The 322-page book tells, in alternating chapters, the story of last fall's shootings and of Moose's personal history - his childhood in rural North Carolina and his rise through the Portland, Ore., Police Bureau.

Moose, 50, writes of feeling "under siege" after the initial spate of killings, and says the shooting of a boy outside his middle school in Bowie left him feeling "as depressed as I've ever been." The book also reveals details about the crimes that have not been previously disclosed:

  • The sniper suspects who were eventually arrested, John Allen Muhammad and Lee Boyd Malvo, watched from nearby as the task force charged into a Richmond, Va., gas station and arrested two undocumented immigrants who had been using a pay phone and driving a white van.

    Moose writes, "One report I heard said that one of the snipers had made the telephone call, hung up, stepped across the street to buy a candy bar and was standing on the sidewalk eating it when the task force arrived. He stood and watched as the two unfortunate illegal aliens were arrested."

  • Mildred Muhammad, the ex-wife of John Allen Muhammad, had worked at a Michael's craft store. Several shootings were in Michael's parking lots, or near them. Moose called the connection only a "weird puzzle piece" and would not say if it points to a motive in the shootings.

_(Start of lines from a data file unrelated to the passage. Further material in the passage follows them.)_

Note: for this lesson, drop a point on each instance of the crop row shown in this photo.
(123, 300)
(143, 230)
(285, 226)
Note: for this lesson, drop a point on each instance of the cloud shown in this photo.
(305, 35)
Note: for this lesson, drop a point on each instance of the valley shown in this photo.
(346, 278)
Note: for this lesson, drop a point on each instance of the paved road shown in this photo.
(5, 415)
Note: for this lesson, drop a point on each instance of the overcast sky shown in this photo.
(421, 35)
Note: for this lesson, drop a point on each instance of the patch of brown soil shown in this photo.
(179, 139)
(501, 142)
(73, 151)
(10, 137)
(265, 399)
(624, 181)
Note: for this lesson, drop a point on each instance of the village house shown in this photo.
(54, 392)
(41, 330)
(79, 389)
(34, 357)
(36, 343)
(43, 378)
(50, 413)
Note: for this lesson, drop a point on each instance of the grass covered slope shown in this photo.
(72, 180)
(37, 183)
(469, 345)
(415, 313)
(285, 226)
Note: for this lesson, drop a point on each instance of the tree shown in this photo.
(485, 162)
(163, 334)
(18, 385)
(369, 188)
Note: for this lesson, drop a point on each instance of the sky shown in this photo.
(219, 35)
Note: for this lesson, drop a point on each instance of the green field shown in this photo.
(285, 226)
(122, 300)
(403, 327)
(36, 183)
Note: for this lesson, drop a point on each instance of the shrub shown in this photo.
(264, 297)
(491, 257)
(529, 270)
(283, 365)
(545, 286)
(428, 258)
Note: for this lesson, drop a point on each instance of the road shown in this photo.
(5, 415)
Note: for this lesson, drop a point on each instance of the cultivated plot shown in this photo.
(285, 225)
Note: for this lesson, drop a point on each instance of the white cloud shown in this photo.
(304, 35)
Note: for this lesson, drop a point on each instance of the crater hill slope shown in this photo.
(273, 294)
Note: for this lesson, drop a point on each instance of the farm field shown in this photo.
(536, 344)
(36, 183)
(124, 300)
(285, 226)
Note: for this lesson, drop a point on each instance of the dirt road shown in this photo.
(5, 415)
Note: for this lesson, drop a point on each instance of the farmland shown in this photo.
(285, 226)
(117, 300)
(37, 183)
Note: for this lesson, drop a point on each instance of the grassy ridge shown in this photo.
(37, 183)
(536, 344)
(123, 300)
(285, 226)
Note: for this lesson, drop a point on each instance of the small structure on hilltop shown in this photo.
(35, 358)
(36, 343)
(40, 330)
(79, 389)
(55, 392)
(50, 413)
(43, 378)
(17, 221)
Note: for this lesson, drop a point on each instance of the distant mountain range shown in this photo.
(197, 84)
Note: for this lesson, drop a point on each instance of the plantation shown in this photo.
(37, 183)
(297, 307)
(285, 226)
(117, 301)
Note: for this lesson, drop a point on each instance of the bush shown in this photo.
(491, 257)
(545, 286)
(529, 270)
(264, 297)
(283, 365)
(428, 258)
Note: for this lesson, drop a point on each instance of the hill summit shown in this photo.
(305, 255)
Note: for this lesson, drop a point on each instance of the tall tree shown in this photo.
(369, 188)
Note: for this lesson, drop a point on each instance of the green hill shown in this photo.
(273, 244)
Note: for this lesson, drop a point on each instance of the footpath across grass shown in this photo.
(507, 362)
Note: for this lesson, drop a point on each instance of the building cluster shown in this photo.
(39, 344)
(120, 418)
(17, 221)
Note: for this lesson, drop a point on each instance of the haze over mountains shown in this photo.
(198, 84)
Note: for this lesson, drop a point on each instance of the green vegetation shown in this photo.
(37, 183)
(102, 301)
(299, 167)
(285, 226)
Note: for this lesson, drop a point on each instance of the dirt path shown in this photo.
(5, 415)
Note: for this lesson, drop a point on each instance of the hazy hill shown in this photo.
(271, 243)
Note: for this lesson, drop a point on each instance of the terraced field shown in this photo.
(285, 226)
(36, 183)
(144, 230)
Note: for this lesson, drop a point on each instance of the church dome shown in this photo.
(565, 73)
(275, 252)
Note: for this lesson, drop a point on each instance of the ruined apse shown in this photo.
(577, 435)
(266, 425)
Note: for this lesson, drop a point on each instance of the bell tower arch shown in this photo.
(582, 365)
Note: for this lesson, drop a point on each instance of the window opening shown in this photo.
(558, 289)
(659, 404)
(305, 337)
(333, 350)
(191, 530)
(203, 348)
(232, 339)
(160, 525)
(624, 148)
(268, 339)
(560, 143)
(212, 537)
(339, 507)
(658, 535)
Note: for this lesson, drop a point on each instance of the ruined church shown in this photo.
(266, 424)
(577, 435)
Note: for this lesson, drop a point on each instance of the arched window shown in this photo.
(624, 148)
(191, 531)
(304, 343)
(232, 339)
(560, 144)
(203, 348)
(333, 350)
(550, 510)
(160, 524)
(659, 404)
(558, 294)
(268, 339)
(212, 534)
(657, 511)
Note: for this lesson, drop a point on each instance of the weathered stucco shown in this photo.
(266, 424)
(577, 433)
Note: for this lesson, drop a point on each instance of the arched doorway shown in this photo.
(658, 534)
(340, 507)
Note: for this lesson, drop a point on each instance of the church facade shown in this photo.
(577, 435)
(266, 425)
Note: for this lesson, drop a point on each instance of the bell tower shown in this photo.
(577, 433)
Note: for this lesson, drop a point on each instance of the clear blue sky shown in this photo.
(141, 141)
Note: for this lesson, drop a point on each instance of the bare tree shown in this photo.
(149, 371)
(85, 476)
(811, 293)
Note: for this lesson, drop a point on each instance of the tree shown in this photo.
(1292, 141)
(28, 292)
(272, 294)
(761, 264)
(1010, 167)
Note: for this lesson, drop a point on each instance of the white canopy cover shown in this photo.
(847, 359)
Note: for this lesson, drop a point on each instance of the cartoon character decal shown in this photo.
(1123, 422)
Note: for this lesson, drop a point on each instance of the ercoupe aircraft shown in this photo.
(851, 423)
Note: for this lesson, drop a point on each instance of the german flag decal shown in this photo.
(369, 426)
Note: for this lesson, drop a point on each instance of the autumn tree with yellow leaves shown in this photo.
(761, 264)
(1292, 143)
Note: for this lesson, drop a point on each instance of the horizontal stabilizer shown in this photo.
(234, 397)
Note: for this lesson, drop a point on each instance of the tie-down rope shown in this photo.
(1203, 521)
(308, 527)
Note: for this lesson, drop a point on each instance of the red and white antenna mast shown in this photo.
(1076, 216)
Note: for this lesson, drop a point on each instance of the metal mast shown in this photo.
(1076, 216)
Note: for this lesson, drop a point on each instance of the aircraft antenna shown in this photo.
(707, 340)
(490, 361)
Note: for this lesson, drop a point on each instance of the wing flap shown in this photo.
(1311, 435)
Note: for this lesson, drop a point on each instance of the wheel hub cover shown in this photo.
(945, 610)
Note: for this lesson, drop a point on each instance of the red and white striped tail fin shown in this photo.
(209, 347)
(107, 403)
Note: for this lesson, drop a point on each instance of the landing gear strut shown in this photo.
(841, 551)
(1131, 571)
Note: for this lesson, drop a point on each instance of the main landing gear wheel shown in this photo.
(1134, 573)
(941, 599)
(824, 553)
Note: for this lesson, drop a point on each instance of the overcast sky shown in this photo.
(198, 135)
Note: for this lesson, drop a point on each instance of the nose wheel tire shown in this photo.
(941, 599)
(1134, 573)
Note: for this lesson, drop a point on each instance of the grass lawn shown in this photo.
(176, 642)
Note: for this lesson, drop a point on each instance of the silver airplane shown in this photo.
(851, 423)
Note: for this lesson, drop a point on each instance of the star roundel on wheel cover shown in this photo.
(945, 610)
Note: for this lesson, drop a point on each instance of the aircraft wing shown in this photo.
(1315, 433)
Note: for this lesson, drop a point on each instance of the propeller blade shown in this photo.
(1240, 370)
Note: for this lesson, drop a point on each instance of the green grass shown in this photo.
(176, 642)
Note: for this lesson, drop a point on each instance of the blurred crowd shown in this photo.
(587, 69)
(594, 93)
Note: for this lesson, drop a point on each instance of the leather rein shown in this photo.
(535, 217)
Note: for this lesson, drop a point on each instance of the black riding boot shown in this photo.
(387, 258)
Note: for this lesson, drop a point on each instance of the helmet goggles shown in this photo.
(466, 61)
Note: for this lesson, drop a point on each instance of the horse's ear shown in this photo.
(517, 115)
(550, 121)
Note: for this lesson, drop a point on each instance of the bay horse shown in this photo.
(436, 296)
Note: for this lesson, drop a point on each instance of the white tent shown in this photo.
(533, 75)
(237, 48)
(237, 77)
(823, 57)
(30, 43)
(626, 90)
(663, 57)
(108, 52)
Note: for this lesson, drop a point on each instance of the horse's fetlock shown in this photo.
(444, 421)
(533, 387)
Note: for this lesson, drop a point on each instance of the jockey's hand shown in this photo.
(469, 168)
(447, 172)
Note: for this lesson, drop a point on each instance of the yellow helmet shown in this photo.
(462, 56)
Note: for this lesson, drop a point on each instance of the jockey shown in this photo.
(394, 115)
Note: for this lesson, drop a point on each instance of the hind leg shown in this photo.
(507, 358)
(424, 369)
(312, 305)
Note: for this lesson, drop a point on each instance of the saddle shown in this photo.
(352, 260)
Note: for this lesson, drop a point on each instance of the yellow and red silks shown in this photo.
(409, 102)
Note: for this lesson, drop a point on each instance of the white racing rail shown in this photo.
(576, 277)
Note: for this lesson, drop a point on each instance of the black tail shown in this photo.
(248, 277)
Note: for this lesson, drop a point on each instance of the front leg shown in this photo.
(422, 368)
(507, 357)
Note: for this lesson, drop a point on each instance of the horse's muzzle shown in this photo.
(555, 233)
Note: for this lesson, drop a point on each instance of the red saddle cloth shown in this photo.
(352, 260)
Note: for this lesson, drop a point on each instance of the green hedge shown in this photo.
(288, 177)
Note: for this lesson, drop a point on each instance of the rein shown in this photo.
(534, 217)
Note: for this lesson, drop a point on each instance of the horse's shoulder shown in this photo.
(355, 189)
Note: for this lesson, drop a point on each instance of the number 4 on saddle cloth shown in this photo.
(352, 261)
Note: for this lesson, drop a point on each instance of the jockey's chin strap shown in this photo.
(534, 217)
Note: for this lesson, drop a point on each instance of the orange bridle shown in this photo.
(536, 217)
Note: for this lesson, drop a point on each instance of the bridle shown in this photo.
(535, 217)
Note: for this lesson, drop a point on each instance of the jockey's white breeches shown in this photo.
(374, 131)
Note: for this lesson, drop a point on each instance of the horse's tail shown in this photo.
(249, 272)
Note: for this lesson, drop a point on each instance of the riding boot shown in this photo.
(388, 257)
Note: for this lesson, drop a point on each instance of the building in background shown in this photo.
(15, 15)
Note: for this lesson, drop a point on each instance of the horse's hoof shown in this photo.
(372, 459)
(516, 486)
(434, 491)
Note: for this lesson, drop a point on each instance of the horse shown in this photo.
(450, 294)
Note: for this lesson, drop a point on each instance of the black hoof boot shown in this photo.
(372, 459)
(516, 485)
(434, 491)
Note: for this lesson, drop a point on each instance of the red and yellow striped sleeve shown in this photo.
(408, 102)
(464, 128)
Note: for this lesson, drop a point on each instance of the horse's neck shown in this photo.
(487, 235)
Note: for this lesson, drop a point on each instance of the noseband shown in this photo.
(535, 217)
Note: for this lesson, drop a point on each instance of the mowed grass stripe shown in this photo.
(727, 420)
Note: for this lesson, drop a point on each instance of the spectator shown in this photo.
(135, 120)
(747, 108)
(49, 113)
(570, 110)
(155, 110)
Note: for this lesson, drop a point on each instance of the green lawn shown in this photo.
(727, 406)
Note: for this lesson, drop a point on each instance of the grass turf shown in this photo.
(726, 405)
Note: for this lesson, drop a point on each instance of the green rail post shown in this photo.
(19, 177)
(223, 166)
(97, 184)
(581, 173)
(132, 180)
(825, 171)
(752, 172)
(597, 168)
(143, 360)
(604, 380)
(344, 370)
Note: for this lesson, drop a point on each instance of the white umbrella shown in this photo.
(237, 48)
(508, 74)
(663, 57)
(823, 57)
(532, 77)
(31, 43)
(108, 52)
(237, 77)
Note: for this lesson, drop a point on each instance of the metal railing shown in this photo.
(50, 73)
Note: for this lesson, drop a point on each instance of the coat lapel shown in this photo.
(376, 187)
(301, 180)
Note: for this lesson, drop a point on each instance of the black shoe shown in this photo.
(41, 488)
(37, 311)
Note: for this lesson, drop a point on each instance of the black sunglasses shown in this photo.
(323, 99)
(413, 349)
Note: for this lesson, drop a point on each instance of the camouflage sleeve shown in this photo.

  • The snipers stuffed blue socks into the holes they had cut in the trunk of their car - one for the .223-caliber Bushmaster rifle and one for its scope - so they wouldn't be so conspicuous.

  • Malvo was supposed to be the lookout on the morning the suspects were arrested at a Frederick-area rest stop, but he fell asleep. Members of the task force were able to move in on the car and arrest the suspects without resistance.

    Moose writes that the relief he felt from the arrests was tempered by the reality that 10 people had been killed and three wounded, and his wish was that he could have stopped the killing sooner. This was brought home when he met with the victims' families the day of the arrest.

    Feeling the loss

    "It was very real for me, seeing the pain these families felt, feeling the loss they had experienced. It made the case all the more human and horrible," he wrote. "It also made it impossible, somehow, for me to feel any jubilation about solving the crime."

    In the three intense weeks leading to the arrest, Moose wondered if the police would ever catch the suspects - and if he would keep his job. If the shootings continued for another week, he figured, people would have been calling for him to step down.

    "I often thought during this period, This is probably the last job I'll have in law enforcement," he wrote.

    Book deal

    As it turns out, Moose stayed on as Montgomery County police chief until June, when controversy over his book deal forced his resignation. The county's ethics commission ruled in the spring that his taking money from a book publisher violated a law that forbade county officials from profiting from their jobs.